Usually when I am providing training on how to work with clients/students who have been through trauma, my first and most important recommendation is to regulate yourself. If you are dysregulated when a child is having a “stress response” or a “trauma response” then you are going to make the situation worse. This is because, when a child is having a “stress response” or a “trauma response”, they are not misbehaving (this term indicates that they are choosing to behave in specific way), their body and their nervous system is responding to a perceived threat. When we, as staff and teachers, are also dysregulated we are sending off signals of threat; this means that we are not helping the child to calm down we are telling their body to continue to react to the threat (us).

This ability to model regulation so that another person can start to regulate themselves is called “co-regulation”. There is also of documentation and research to show how effective this process is when working with… well, anyone who has a dysregulated nervous system, but especially for someone who has been through trauma. The Thai people are already doing this and did not need tons of instruction in this area. This was so beautiful to see!

I met with Camille Kolu (an amazing expert in the field of trauma) before I went to Thailand. We talked about what the most important topics of conversation/training would be for staff in Thailand. Camille brought up that there is research that shows there are six buffers to trauma. This means that are six things that can serve as a buffer and build resiliency in someone who has been through trauma. These buffers can increase someone’s ability to go through trauma without drowning in the trauma. These six barriers are:

  1. Nurturing Relationships in your life
  2. Exercise
  3. Stress Relief
  4. Mental Health
  5. Sleep
  6. Nutrition

The picture above shows the six barriers in Thai.
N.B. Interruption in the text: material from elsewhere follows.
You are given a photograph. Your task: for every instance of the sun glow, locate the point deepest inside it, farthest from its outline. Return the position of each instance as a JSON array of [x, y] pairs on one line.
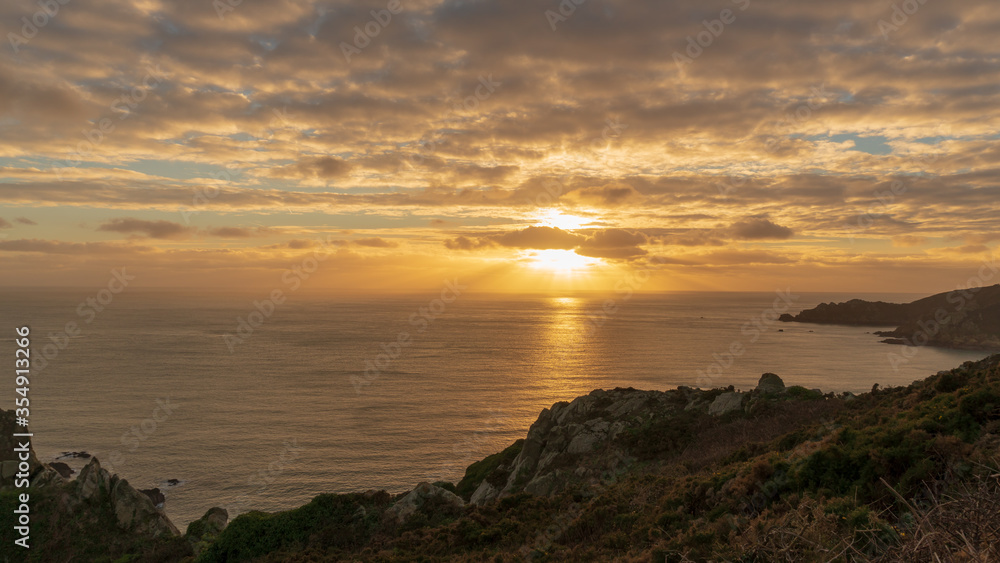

During the staff training, we introduced these six barriers and asked each staff member the following questions:

  • What buffer are you already getting a lot of?
  • What buffer do you need more of?
  • What can you actively start doing to get more of that buffer in your life?
  • Think of a child in your care and answer the same questions.

It was especially pertinent to have the staff do this exercise for themselves. Working with individuals who have been through trauma can be so difficult and can cause vicarious trauma and burnout. I felt that it was especially important to address this and provide validation for the staff who are already doing a very hard work. Additionally, when the staff are taking care of themselves, they will be better able to take care of the children in the orphanage.

We got an incredible reception from this exercise. The staff said that they felt “heard” and “seen”. They also felt like they had a renewed energy and commitment to working with the children.

What I learned from this experience is that there are a lot of cultures that are already working well with people who have been through trauma. And America can and should learn a lot from those cultures.